…the uncanny is that species of the frightening that goes back to what was once well known and had long been familiar.1
Sigmund Freud, “The Uncanny”
Straddling the line between the known and the unknown, abstraction and representation, Alexandros Vasmoulakis presents deconstructed figures through a process of continuous transformations and a jumble of lines and colors. His paintings depict scattered beings that shift between attraction and repulsion as if they are playing a game of rope pulling, where winners and losers perform common roles. Inspired by the intertwined relationships of power and authority, but also from the effacement of bipolarity, the artist orchestrates a conjunction of opposites and leads the viewer to observe a world from which the infinite manifestations of visual language gush freely and effortlessly.
In an undefined space, Vasmoulakis enlarges the details of the abstract figures in order to enhance their morphological features and to transform them into independent points and lines that hover on a picture plane.2 However, at the same time he creates a distant point of view, so as to highlight the difference between the background and the displayed subject. The stages of the creative process and the expressive physical action are elucidated when we observe an amalgam of color layers that is created by the use of friction as well as by carving on the wooden surface. Wood, as the basic material for all the works, is converted into a painted relief that maintains its texture and ruggedness, while it sets vision and touch as the dominant receiving senses.

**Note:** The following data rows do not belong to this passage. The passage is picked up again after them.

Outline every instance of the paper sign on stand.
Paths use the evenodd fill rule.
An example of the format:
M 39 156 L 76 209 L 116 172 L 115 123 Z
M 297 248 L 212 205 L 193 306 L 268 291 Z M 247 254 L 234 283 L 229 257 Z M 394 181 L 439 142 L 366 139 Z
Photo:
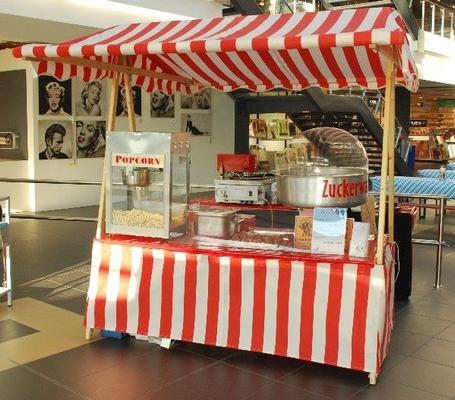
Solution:
M 346 208 L 315 208 L 311 251 L 343 255 L 346 219 Z
M 370 224 L 366 222 L 354 222 L 352 228 L 351 245 L 349 255 L 352 257 L 365 258 L 368 256 L 368 236 L 370 234 Z

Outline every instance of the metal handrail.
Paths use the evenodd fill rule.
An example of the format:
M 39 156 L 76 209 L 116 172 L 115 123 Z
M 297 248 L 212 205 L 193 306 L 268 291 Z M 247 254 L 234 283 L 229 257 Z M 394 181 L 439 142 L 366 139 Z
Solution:
M 378 192 L 370 192 L 374 196 L 379 196 Z M 438 238 L 437 240 L 419 239 L 413 238 L 412 242 L 417 244 L 429 244 L 437 246 L 436 253 L 436 267 L 435 267 L 435 278 L 434 288 L 441 288 L 441 272 L 442 272 L 442 248 L 447 247 L 444 241 L 444 215 L 448 197 L 446 195 L 432 195 L 432 194 L 408 194 L 408 193 L 394 193 L 395 198 L 407 198 L 407 199 L 422 199 L 422 200 L 435 200 L 439 201 L 439 215 L 438 215 Z M 424 207 L 419 203 L 413 204 L 416 207 Z
M 57 179 L 28 179 L 28 178 L 4 178 L 0 177 L 0 182 L 5 183 L 46 183 L 50 185 L 92 185 L 100 186 L 101 182 L 93 181 L 59 181 Z
M 101 182 L 94 181 L 60 181 L 57 179 L 28 179 L 28 178 L 5 178 L 0 177 L 0 182 L 6 183 L 42 183 L 48 185 L 88 185 L 88 186 L 101 186 Z M 204 185 L 204 184 L 193 184 L 190 185 L 190 189 L 207 189 L 213 190 L 214 185 Z M 2 199 L 0 198 L 0 201 Z M 49 214 L 35 214 L 27 212 L 15 212 L 10 213 L 11 218 L 17 219 L 41 219 L 49 221 L 79 221 L 79 222 L 98 222 L 98 218 L 90 217 L 65 217 L 60 215 L 49 215 Z

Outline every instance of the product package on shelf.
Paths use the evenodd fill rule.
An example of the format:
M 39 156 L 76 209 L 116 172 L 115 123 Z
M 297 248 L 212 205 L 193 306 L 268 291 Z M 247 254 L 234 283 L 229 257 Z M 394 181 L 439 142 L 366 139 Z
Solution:
M 250 119 L 249 127 L 250 136 L 258 138 L 267 138 L 267 123 L 260 118 Z
M 313 216 L 297 215 L 294 226 L 294 245 L 301 249 L 311 249 Z

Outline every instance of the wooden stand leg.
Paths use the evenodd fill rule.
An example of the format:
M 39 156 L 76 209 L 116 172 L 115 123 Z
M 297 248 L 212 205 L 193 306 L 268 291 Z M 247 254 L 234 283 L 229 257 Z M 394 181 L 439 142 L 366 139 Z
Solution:
M 378 221 L 378 244 L 376 250 L 376 263 L 383 265 L 384 260 L 384 232 L 385 232 L 385 213 L 387 201 L 387 173 L 389 171 L 389 154 L 390 145 L 389 141 L 393 141 L 393 132 L 390 132 L 390 118 L 391 118 L 391 95 L 392 86 L 395 74 L 395 66 L 393 60 L 387 60 L 387 75 L 386 75 L 386 88 L 385 88 L 385 111 L 384 111 L 384 134 L 382 136 L 382 160 L 381 160 L 381 188 L 379 193 L 379 221 Z
M 160 346 L 169 350 L 171 348 L 171 346 L 173 345 L 173 343 L 174 343 L 174 341 L 171 339 L 162 338 Z
M 373 372 L 370 372 L 368 374 L 368 378 L 370 379 L 370 385 L 376 385 L 376 381 L 378 379 L 378 374 L 374 374 Z
M 392 81 L 390 84 L 390 106 L 389 106 L 389 203 L 388 203 L 388 232 L 390 243 L 393 243 L 394 238 L 394 212 L 395 212 L 395 68 L 392 69 L 392 75 L 390 77 Z M 384 132 L 385 134 L 385 132 Z
M 93 328 L 85 328 L 85 340 L 93 338 Z
M 112 79 L 111 85 L 111 99 L 109 101 L 109 115 L 107 119 L 107 131 L 112 132 L 115 130 L 115 112 L 117 109 L 118 97 L 118 75 Z M 96 238 L 100 239 L 106 233 L 106 169 L 108 168 L 107 161 L 103 161 L 103 175 L 101 178 L 100 190 L 100 207 L 98 209 L 98 226 L 96 228 Z

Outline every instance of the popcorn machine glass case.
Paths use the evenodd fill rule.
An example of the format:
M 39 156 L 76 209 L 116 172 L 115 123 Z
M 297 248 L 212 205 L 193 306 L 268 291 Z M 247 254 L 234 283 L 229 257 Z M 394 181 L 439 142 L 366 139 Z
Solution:
M 188 133 L 108 132 L 106 233 L 186 233 Z

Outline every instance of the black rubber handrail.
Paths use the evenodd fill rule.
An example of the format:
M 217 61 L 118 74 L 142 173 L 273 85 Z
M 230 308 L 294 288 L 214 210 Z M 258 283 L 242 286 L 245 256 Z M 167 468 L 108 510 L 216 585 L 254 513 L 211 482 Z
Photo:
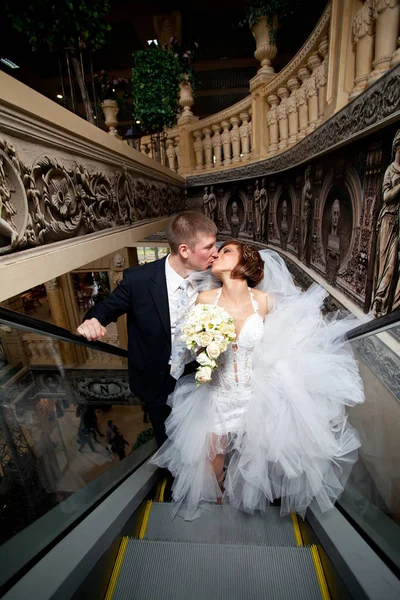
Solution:
M 58 325 L 34 319 L 33 317 L 29 317 L 2 306 L 0 306 L 0 322 L 31 333 L 47 335 L 55 340 L 60 340 L 61 342 L 70 342 L 71 344 L 85 346 L 85 348 L 106 352 L 107 354 L 115 354 L 116 356 L 122 356 L 123 358 L 128 357 L 127 350 L 111 346 L 111 344 L 105 344 L 104 342 L 88 342 L 88 340 L 78 333 L 71 333 L 68 329 L 58 327 Z
M 396 325 L 400 325 L 400 310 L 395 310 L 388 315 L 372 319 L 372 321 L 368 321 L 368 323 L 363 323 L 363 325 L 350 329 L 350 331 L 346 333 L 346 338 L 348 340 L 357 340 L 366 337 L 367 335 L 381 333 Z
M 122 356 L 124 358 L 128 357 L 127 350 L 111 346 L 111 344 L 105 344 L 104 342 L 88 342 L 84 337 L 77 333 L 71 333 L 68 329 L 58 327 L 58 325 L 53 325 L 52 323 L 40 321 L 39 319 L 34 319 L 33 317 L 29 317 L 28 315 L 24 315 L 14 310 L 3 308 L 2 306 L 0 306 L 0 321 L 6 325 L 24 329 L 25 331 L 48 335 L 49 337 L 62 342 L 71 342 L 72 344 L 91 348 L 92 350 L 99 350 L 100 352 L 106 352 L 107 354 L 115 354 L 116 356 Z M 395 310 L 388 315 L 372 319 L 371 321 L 368 321 L 368 323 L 350 329 L 350 331 L 346 333 L 346 338 L 354 341 L 366 337 L 367 335 L 380 333 L 397 324 L 400 326 L 400 310 Z

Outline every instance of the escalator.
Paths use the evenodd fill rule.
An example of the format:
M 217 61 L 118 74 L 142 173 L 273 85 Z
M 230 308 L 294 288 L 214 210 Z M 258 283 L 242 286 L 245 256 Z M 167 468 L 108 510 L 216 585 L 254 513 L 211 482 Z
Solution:
M 100 342 L 88 343 L 65 330 L 1 308 L 0 325 L 2 331 L 9 328 L 7 335 L 15 334 L 15 339 L 33 334 L 27 339 L 37 340 L 41 348 L 41 357 L 39 351 L 33 355 L 36 363 L 33 360 L 34 364 L 21 364 L 17 371 L 12 370 L 12 378 L 0 385 L 0 432 L 9 452 L 8 463 L 5 451 L 0 452 L 1 464 L 6 464 L 6 468 L 0 464 L 3 478 L 0 486 L 7 473 L 12 477 L 19 470 L 14 478 L 19 497 L 4 497 L 8 515 L 26 513 L 25 521 L 7 539 L 1 540 L 0 597 L 7 600 L 391 600 L 400 597 L 397 512 L 400 489 L 397 492 L 399 476 L 392 464 L 392 452 L 398 442 L 391 439 L 387 450 L 381 432 L 379 455 L 376 443 L 379 436 L 373 435 L 380 425 L 386 435 L 393 437 L 396 428 L 398 431 L 399 399 L 391 385 L 397 381 L 398 373 L 388 373 L 385 379 L 382 364 L 381 371 L 376 373 L 371 358 L 375 350 L 379 353 L 378 362 L 382 362 L 382 352 L 387 350 L 390 356 L 387 352 L 384 355 L 386 368 L 393 371 L 397 365 L 399 314 L 376 319 L 348 334 L 362 363 L 366 385 L 367 410 L 349 415 L 350 421 L 361 430 L 363 450 L 343 495 L 343 505 L 339 502 L 325 514 L 317 506 L 311 506 L 305 521 L 296 515 L 281 518 L 278 505 L 254 515 L 230 506 L 210 506 L 193 522 L 173 518 L 172 505 L 164 501 L 165 482 L 161 473 L 148 463 L 155 449 L 154 441 L 144 443 L 112 465 L 102 462 L 107 457 L 105 442 L 99 439 L 95 443 L 90 438 L 92 452 L 85 438 L 86 445 L 79 454 L 65 442 L 72 440 L 76 444 L 76 431 L 72 436 L 71 427 L 76 427 L 79 420 L 68 402 L 72 407 L 77 402 L 89 402 L 87 389 L 91 386 L 100 394 L 96 400 L 98 411 L 105 410 L 101 423 L 108 416 L 116 419 L 123 412 L 132 422 L 139 414 L 136 407 L 134 415 L 130 415 L 132 399 L 127 401 L 125 397 L 125 404 L 122 401 L 115 404 L 115 387 L 111 390 L 113 400 L 102 406 L 102 402 L 107 404 L 101 397 L 102 390 L 105 395 L 110 391 L 107 370 L 98 368 L 96 375 L 93 368 L 85 372 L 82 365 L 77 368 L 66 364 L 64 357 L 71 356 L 71 352 L 65 352 L 65 345 L 88 348 L 91 356 L 96 351 L 108 356 L 108 361 L 120 358 L 113 373 L 117 374 L 115 382 L 120 382 L 121 388 L 126 376 L 123 362 L 126 352 Z M 41 364 L 46 356 L 52 357 L 53 362 L 46 359 L 47 363 Z M 388 356 L 392 362 L 388 362 Z M 15 357 L 15 366 L 18 358 Z M 50 381 L 49 374 L 53 380 L 57 379 L 58 387 Z M 47 387 L 43 382 L 47 382 Z M 82 397 L 77 399 L 77 394 Z M 49 398 L 55 416 L 50 415 L 50 446 L 45 446 L 43 440 L 39 443 L 35 438 L 33 429 L 29 430 L 26 414 L 36 414 Z M 385 406 L 383 415 L 380 404 Z M 375 415 L 372 421 L 371 415 Z M 48 419 L 47 413 L 45 418 Z M 57 427 L 53 427 L 54 419 Z M 56 430 L 64 436 L 67 467 L 61 462 L 63 452 L 57 446 Z M 25 446 L 21 442 L 24 439 Z M 78 463 L 76 457 L 81 455 L 84 460 Z M 94 459 L 95 468 L 90 470 L 93 479 L 88 481 L 88 472 L 78 472 L 77 468 L 92 467 Z M 54 460 L 61 464 L 57 474 L 54 474 Z M 376 474 L 379 464 L 384 478 Z M 392 477 L 390 486 L 388 476 Z

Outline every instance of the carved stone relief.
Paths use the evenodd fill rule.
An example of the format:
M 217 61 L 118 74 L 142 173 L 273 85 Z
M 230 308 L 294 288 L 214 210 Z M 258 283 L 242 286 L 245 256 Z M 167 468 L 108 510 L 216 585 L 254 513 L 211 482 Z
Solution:
M 51 156 L 28 167 L 0 140 L 0 255 L 179 212 L 184 201 L 181 188 L 126 167 L 110 177 Z
M 400 308 L 400 129 L 393 139 L 391 163 L 383 178 L 382 199 L 372 303 L 376 316 Z

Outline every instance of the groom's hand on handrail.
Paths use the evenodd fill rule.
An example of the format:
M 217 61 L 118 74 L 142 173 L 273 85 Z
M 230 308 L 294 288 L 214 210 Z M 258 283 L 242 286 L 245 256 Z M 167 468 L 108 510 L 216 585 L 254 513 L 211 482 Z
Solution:
M 101 340 L 106 335 L 106 328 L 96 318 L 87 319 L 79 325 L 77 332 L 89 342 Z

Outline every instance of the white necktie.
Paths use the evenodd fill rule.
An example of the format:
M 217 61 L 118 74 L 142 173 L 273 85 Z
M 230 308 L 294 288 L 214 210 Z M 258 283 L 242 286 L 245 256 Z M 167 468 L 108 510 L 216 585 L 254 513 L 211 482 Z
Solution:
M 183 319 L 189 308 L 188 285 L 189 280 L 184 279 L 179 286 L 178 293 L 175 338 L 171 355 L 171 375 L 175 379 L 179 379 L 185 369 L 186 344 L 181 340 L 181 333 Z

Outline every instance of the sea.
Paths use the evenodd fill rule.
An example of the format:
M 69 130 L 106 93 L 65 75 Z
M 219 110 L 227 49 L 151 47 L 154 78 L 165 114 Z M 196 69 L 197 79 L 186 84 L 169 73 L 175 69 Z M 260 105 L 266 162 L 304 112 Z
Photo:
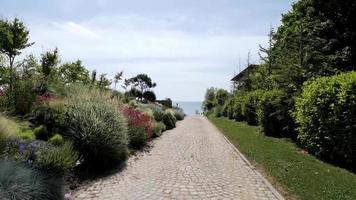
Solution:
M 202 103 L 201 101 L 178 101 L 173 102 L 173 105 L 177 105 L 178 107 L 184 110 L 184 113 L 188 116 L 196 115 L 196 113 L 202 113 Z

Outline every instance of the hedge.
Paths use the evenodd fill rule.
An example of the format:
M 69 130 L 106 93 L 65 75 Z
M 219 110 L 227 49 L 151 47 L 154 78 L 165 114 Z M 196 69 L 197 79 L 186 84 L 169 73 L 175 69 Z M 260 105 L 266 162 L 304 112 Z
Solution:
M 309 152 L 355 164 L 356 72 L 306 82 L 294 116 L 298 139 Z

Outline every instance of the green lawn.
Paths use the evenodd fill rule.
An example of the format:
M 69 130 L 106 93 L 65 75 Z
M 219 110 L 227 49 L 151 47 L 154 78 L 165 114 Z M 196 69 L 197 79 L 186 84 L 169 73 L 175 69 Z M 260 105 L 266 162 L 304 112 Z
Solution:
M 356 174 L 308 155 L 286 139 L 264 136 L 258 127 L 210 118 L 286 198 L 356 199 Z

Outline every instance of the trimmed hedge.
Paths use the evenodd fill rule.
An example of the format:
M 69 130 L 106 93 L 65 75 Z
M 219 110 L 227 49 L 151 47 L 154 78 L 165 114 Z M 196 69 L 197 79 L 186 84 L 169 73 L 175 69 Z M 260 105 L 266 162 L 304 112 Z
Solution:
M 356 163 L 356 72 L 306 82 L 294 116 L 298 139 L 309 152 Z
M 265 91 L 258 104 L 258 121 L 267 136 L 295 137 L 290 100 L 282 90 Z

The images of Vasmoulakis depict the intentions of a modernist artist who decontextualizes any established form from its content, with the purpose to construct an integral unity. The artist as a contemporary and traditional painter embraces the qualities of the medium and explores the limits of visual perception, in order to detach the viewer from the constraints of a linear narrative. He impels the eye to slide away, so as to open a space for a different interpretation and to prevent identification. These abstract beings, as a living organism, incessantly move, evolve, alter, die, and are reborn again to continue their circle.
Alexandros Vasmoulakis neither selects naturalistic or symbolic interpretations, nor does he separate the familiar from the “uncanny” events. On the contrary, he merges the lines between the obvious and the hidden to embody one inside the other, recommending us in this way an undivided world.